И они стали обходить вокруг стен, высматривая, где удобнее будет идти «на вороп».
Между тем рядом с отцом на стене показалась Оня.
— Батюшка-светик! Что же это будет? — говорила она, ломая руки.
— Что Бог даст, дочка, то и будет, — отвечал тот.
Со стены видно было, как с московских судов, причаливших к берегу Вятки, ратные люди выкатывали на берег бочки со смолою, а другие складывали вдоль берега кучи сухой бересты.
— Вишь, идолы, сколько березоваго лесу перевели для бересты, — сказал Лазорев.
— Для чего она, батюшка? — спросила трепещущая Оня.
— Нас жечь-поджигать, Онисья Ивановна, — отвечал Лазорев, и энергичное лицо осветилось светом ласковых глаз.
Оня упала перед отцом на колени и сложила, точно на молитву, руки.
— Батя! Батюшка! — молила она. — Смири свое сердце! Пощади родной город, пощади нас, твоих кровных!.. Пропадет наш милый Хлынов!.. И дедушка Елизарушка говорит то же... ох, Господи!
...Так говорила хлыновская Кассандра[13], предвидя гибель родного города. А это предвидение внушил ей хлыновский Лаокоон[14], старец Елизарушка-скитник. Да вот он поднялся на городскую стену и сам...

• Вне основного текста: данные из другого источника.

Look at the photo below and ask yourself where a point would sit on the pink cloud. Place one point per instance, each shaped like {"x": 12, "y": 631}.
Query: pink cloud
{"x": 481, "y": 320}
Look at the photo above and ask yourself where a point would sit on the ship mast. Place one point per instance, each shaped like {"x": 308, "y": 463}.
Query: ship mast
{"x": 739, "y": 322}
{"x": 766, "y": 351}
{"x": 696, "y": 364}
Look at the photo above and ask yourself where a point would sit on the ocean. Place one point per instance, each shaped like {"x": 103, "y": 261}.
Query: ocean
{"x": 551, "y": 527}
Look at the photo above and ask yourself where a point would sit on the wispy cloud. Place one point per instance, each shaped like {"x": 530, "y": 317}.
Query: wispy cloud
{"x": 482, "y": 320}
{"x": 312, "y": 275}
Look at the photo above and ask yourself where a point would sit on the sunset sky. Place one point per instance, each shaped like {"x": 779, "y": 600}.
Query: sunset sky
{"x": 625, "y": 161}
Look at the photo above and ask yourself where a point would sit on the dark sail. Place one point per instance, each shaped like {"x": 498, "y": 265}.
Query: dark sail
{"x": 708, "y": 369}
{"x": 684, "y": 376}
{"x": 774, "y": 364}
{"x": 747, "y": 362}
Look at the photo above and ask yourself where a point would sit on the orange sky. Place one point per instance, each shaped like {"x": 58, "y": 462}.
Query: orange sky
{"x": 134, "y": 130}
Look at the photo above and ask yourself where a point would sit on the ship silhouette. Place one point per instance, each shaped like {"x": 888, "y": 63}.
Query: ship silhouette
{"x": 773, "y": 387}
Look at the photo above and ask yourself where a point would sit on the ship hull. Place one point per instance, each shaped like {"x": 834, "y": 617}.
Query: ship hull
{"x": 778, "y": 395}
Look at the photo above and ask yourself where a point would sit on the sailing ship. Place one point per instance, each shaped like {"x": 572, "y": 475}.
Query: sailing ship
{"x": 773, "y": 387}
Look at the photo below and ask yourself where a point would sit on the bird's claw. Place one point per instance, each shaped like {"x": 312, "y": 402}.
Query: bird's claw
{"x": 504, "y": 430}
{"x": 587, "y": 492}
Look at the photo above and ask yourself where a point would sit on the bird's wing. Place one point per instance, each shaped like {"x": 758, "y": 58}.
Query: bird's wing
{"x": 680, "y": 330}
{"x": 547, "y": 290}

— Опомнитесь, воеводы, — убежденно, страстно говорил старец. — Истинным Богом умоляю вас, — опомнитесь! От Москвы вам не отбиться... Говорю вам: аще сии вои не испепелят в прах град ваш, вон сколько они заготовили на погибель вашу смолы горючей и бересты, то вдругорядь придут под ваш град не одни москвичи, а купно со тверичи, вологжаны, устюжаны, двиняны, каргопольцы, белозерцы, а то белозерцы придут и вожане... Все они давно на вас зло мыслят за ваши над ними обиды... Придут на вас и новугородцы за то, что ваши ополчения дали помочь князю московскому, когда он доставал Новагорода, добивал извечную вольность новугородскую... Ныне в ночи бысть мне видение таково: в тонце сне узрех аз, непотребный, оли мне, грешному! Узрел я себя в Москве, на Лобном месте, и вижу я... страха и ужаса исполненное видение! Вижу три виселицы и на них тела висящи: твое, Иванушко, и твое, Пахомушко, и твое, Палки Богодайщикова... о, Господи!
Он остановился и посмотрел на московский стан.

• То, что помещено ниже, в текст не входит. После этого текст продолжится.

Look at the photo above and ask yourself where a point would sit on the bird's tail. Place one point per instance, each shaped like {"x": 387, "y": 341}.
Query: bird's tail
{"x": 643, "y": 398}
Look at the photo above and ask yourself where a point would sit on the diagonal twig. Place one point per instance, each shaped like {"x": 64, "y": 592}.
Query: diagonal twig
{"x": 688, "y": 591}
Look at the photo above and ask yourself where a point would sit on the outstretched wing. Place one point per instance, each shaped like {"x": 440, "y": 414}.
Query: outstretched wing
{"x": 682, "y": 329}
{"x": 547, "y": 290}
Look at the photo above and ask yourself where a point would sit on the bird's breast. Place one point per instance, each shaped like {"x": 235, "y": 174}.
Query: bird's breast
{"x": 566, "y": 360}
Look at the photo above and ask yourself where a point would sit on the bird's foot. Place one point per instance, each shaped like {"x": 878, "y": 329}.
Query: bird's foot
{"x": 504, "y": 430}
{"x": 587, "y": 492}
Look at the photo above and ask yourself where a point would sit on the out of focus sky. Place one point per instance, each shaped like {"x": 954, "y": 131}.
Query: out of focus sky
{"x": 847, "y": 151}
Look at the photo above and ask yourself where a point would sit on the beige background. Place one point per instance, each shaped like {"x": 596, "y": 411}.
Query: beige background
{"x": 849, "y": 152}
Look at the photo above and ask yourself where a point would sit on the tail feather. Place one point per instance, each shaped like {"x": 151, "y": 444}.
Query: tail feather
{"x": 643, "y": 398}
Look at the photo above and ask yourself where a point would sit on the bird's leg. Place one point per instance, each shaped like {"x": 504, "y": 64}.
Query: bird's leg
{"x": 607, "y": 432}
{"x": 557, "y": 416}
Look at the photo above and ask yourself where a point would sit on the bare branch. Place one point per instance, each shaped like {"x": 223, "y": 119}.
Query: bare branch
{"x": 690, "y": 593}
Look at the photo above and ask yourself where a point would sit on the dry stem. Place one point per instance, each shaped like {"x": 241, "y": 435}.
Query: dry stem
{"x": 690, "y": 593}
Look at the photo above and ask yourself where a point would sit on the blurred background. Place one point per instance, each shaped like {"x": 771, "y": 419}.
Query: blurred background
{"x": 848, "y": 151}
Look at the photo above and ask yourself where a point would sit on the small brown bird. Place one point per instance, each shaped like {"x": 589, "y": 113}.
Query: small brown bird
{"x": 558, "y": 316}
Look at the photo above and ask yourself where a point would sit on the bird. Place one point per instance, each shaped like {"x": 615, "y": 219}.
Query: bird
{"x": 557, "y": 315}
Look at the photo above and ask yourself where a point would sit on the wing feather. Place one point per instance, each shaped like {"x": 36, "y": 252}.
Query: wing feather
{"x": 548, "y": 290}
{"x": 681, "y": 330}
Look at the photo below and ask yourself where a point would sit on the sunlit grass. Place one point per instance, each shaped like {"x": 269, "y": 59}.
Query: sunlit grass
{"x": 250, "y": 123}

— Видите, видите!.. — говорил он. — Уж волокут плетни к стенам... Не медлите и вы: вам ведома московская алчность, посулами да поминками с Москвою все можно сделать... Заткните московскому воеводе глотку златом. Казань же вам изменила, сами знаете: молодой царь казанский Mахмет-Амин-хан сам стал улусником князя московского.

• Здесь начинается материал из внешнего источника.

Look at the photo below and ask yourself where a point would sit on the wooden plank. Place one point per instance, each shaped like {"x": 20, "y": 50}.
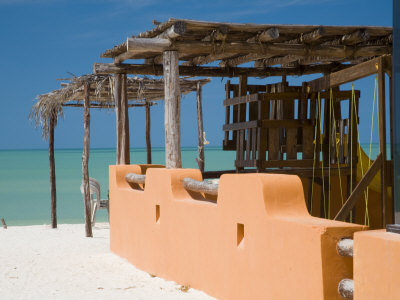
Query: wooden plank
{"x": 117, "y": 100}
{"x": 148, "y": 131}
{"x": 241, "y": 125}
{"x": 287, "y": 123}
{"x": 85, "y": 163}
{"x": 200, "y": 127}
{"x": 53, "y": 191}
{"x": 172, "y": 110}
{"x": 157, "y": 70}
{"x": 124, "y": 124}
{"x": 357, "y": 192}
{"x": 340, "y": 77}
{"x": 288, "y": 163}
{"x": 382, "y": 138}
{"x": 227, "y": 109}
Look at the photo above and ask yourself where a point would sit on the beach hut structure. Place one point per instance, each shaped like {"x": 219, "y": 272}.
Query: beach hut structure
{"x": 118, "y": 92}
{"x": 274, "y": 143}
{"x": 274, "y": 128}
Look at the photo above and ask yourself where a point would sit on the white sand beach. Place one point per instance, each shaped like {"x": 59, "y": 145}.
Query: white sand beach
{"x": 37, "y": 262}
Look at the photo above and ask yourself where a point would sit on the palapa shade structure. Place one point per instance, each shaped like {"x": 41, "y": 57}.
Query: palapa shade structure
{"x": 101, "y": 91}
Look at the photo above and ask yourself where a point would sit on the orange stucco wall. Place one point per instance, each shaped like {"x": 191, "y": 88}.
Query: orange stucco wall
{"x": 285, "y": 253}
{"x": 376, "y": 265}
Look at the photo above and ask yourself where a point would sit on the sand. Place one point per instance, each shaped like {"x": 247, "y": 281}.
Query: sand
{"x": 37, "y": 262}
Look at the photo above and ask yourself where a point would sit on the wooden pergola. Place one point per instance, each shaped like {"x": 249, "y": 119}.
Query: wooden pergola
{"x": 198, "y": 48}
{"x": 118, "y": 92}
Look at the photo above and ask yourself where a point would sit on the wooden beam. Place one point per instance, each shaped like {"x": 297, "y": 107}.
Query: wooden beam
{"x": 200, "y": 129}
{"x": 138, "y": 46}
{"x": 265, "y": 36}
{"x": 124, "y": 123}
{"x": 340, "y": 77}
{"x": 281, "y": 60}
{"x": 148, "y": 139}
{"x": 85, "y": 163}
{"x": 172, "y": 110}
{"x": 117, "y": 100}
{"x": 202, "y": 60}
{"x": 361, "y": 186}
{"x": 355, "y": 37}
{"x": 233, "y": 62}
{"x": 53, "y": 191}
{"x": 382, "y": 138}
{"x": 157, "y": 70}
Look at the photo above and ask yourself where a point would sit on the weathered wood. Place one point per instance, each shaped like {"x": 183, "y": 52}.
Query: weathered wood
{"x": 200, "y": 186}
{"x": 173, "y": 32}
{"x": 200, "y": 129}
{"x": 355, "y": 37}
{"x": 233, "y": 62}
{"x": 172, "y": 110}
{"x": 382, "y": 138}
{"x": 148, "y": 138}
{"x": 346, "y": 288}
{"x": 135, "y": 178}
{"x": 340, "y": 77}
{"x": 53, "y": 191}
{"x": 117, "y": 100}
{"x": 4, "y": 223}
{"x": 265, "y": 36}
{"x": 345, "y": 247}
{"x": 150, "y": 69}
{"x": 359, "y": 189}
{"x": 85, "y": 163}
{"x": 276, "y": 61}
{"x": 124, "y": 124}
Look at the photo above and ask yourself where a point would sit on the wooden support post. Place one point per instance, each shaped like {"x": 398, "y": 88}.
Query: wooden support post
{"x": 382, "y": 138}
{"x": 85, "y": 163}
{"x": 172, "y": 110}
{"x": 52, "y": 173}
{"x": 361, "y": 186}
{"x": 200, "y": 129}
{"x": 117, "y": 101}
{"x": 124, "y": 123}
{"x": 148, "y": 139}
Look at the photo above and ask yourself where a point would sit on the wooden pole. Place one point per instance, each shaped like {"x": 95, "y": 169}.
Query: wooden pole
{"x": 52, "y": 174}
{"x": 148, "y": 139}
{"x": 200, "y": 129}
{"x": 85, "y": 163}
{"x": 382, "y": 138}
{"x": 172, "y": 110}
{"x": 117, "y": 101}
{"x": 123, "y": 123}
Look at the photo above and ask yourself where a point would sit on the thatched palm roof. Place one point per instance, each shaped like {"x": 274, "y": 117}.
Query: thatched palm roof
{"x": 140, "y": 91}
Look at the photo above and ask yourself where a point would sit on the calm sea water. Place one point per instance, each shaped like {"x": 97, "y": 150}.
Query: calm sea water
{"x": 25, "y": 188}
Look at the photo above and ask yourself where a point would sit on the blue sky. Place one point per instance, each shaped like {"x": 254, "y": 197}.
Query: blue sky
{"x": 42, "y": 40}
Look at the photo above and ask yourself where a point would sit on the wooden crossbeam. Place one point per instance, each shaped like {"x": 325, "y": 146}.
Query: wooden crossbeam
{"x": 265, "y": 36}
{"x": 136, "y": 47}
{"x": 361, "y": 186}
{"x": 355, "y": 37}
{"x": 107, "y": 68}
{"x": 340, "y": 77}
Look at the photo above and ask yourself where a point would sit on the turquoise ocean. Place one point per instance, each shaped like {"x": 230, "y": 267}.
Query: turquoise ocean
{"x": 25, "y": 187}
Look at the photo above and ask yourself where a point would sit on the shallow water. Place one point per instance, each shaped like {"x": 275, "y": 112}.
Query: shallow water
{"x": 25, "y": 188}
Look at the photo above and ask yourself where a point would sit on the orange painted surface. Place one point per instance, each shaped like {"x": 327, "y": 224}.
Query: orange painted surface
{"x": 376, "y": 265}
{"x": 257, "y": 241}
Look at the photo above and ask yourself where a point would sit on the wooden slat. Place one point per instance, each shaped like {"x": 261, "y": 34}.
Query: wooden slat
{"x": 85, "y": 163}
{"x": 357, "y": 192}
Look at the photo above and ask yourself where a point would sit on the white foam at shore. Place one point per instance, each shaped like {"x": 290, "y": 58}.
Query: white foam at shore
{"x": 37, "y": 262}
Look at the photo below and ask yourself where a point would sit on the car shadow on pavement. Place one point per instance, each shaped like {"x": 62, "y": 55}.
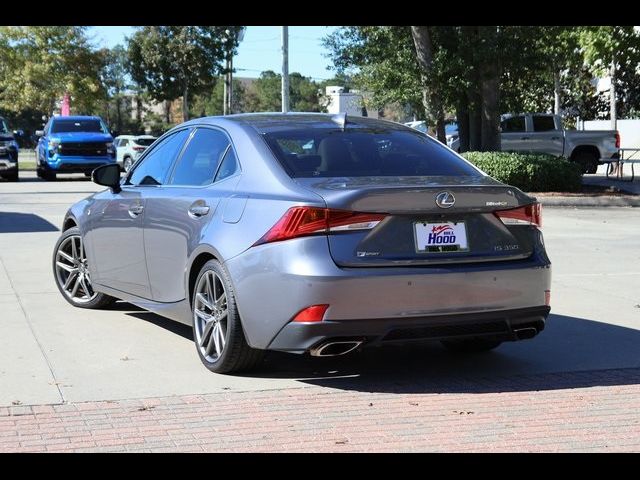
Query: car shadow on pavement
{"x": 571, "y": 353}
{"x": 15, "y": 222}
{"x": 162, "y": 322}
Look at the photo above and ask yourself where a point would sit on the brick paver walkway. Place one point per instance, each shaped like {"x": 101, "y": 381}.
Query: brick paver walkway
{"x": 579, "y": 411}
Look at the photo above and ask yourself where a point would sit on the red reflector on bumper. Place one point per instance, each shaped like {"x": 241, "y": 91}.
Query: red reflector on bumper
{"x": 314, "y": 313}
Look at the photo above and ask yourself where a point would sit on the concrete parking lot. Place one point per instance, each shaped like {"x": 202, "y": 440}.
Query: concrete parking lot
{"x": 581, "y": 375}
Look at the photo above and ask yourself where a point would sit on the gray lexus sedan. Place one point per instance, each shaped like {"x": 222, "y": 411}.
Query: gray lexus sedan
{"x": 309, "y": 233}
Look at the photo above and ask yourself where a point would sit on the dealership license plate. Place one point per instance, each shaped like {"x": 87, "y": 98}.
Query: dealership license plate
{"x": 441, "y": 237}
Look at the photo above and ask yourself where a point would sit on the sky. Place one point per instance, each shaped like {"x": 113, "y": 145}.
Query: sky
{"x": 260, "y": 50}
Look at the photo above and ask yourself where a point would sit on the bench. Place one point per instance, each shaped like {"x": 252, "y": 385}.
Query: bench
{"x": 626, "y": 155}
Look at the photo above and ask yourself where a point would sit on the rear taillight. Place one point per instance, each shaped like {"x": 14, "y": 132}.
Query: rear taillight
{"x": 527, "y": 215}
{"x": 303, "y": 221}
{"x": 314, "y": 313}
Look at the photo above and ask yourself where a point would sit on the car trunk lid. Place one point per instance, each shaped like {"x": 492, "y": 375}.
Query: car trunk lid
{"x": 427, "y": 220}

Речь старика подействовала на вождей города Хлынова.
— А! Прах его возьми!.. — сдался наконец глава Хлынова, нежно поднимая стоящую перед ним на коленях дочь. — Не стоит рук марать и город жечь. Тащите казну, волоките, братцы, меха со златом червонным. У нас злата хватит и на предбудущее, а заткнуть глотку Москве чего легче! Выйдем к ним со златом, да с бражкой пьяной, да с медами сычёными[15].
В это время мимо того места, где стояли на стене вожди Хлынова, опять проходил боярин Шестак-Кутузов со своею свитой.
— Слушай, боярин! — крикнул ему со стены воевода Хлынова. — Примай нас, гостей твоих... Мы непомедля, спытавшись у веча свово, выйдем к вам добивать челом великому князю московскому, Ивану Васильевичу.
— Ладно, — был ответ, — давно бы так.
Скоро загудел в городе вечевой колокол. На предложение воеводы «добить челом московскому князю, жалеючи града Хлынова и крови хрестианской», вече дало свое согласие, несмотря на крики радикалов, кузнеца Микиты и попа Ермила: кому-де охота отдавать город на сожжение, «на поток и разорение...».
Спустя немного времени ворота Хлынова отворились, и из них показалась процессия.
Впереди выступал протопоп от Воздвиженья с крестом в руках, а рядом с ним хоругвеносец с хоруговью. За ними вожди Хлынова: Оникиев, Лазорев и Богодайщиков. Рядом с отцом шла хлыновская Кассандра, хорошенькая Оня с вплетенными в чудную ее косу алыми и лазоревыми лентами.
За ними выступили холопы Оникиева с кожаными мехами, полными золота, с огромными кувшинами пьяной браги и медов сычёных и с большим золотым подносом «кузнь сарайская», добытым при разорении ушкуйниками Сарая в 1471 году.